For over two decades cytosine methylation has been an active area of study in cancer research that hypomethylation (low-level of methylation) occurs in oncogenes, and hypermethylation (high-level of methylation) occurs in tumor suppressor genes. The organization of the methylated genome into what has been termed CpG island shores in 2009 demonstrated that CpG islands up to 2kb away strongly affect gene expression of genes related to tumorigenesis. (If you’d like to read more about Andy Feinberg’s work in epigenetics we wrote about him here.)

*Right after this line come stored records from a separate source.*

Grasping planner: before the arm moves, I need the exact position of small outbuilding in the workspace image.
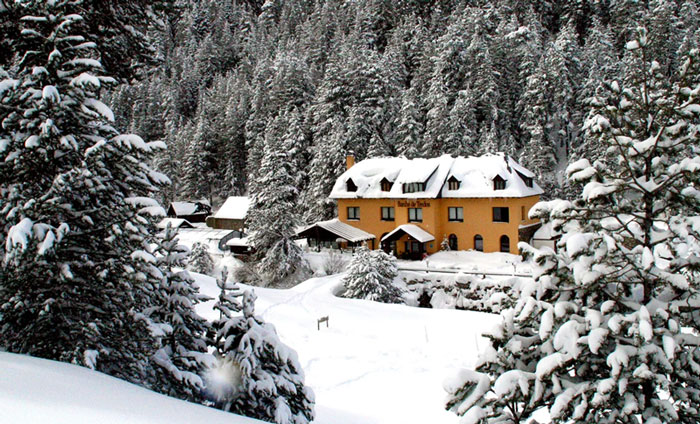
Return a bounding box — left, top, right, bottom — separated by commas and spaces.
207, 196, 250, 231
296, 218, 375, 249
156, 218, 194, 230
168, 200, 211, 223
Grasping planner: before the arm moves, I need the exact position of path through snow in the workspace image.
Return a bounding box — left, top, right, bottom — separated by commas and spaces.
194, 274, 500, 424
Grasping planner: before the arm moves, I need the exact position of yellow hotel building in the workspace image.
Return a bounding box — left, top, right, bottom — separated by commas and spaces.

While pyrosequencing bisulfite-treated DNA is the historical method, with the advent of massively parallel sequencing additional methods have been developed to analyze hyper- and hypo-methylated regions across the genome. Also in 2009 the first human DNA methylome at single-base resolution was published. This effort required the development of new analysis tools and analysis methodologies, since converting the unmodified cytosines to uracil (and then sequenced as a thymidine base) a four-base genome code becomes a mainly three-base one. “Mainly” is used here as un-methylated sites are not uniformly 100% unmethylated nor methylated. The alignment of the converted sequence is a challenge, and the calling of percent methylation is not a trivial task.

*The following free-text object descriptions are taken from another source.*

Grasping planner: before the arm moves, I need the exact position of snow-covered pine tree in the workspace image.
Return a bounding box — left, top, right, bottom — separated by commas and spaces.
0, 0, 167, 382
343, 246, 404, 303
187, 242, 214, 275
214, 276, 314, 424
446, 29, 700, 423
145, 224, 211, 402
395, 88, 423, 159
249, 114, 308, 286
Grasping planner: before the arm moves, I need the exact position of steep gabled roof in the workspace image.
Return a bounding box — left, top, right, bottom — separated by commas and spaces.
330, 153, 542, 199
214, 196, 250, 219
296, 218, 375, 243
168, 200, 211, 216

One approach to reduce complexity
One approach is to use an antibody against 5-mC, what is called Methylated DNA ImmunoPrecipitation Sequencing, or Me-DIP Seq. Thermo Fisher Scientific developed the MethylMiner™ Methylated DNA Enrichment Kit as a flexible method for enrichment, using a methyl binding protein instead of an antibody. It has been successfully coupled with the SOLiD® next-generation sequencing platform, and an application note is available (PDF, “Enrichment of differentially methylated regions with MethylMiner™ fractionation and deep sequencing with the SOLiD™ System”). A methylation enrichment Frequently Asked Questions is also available here.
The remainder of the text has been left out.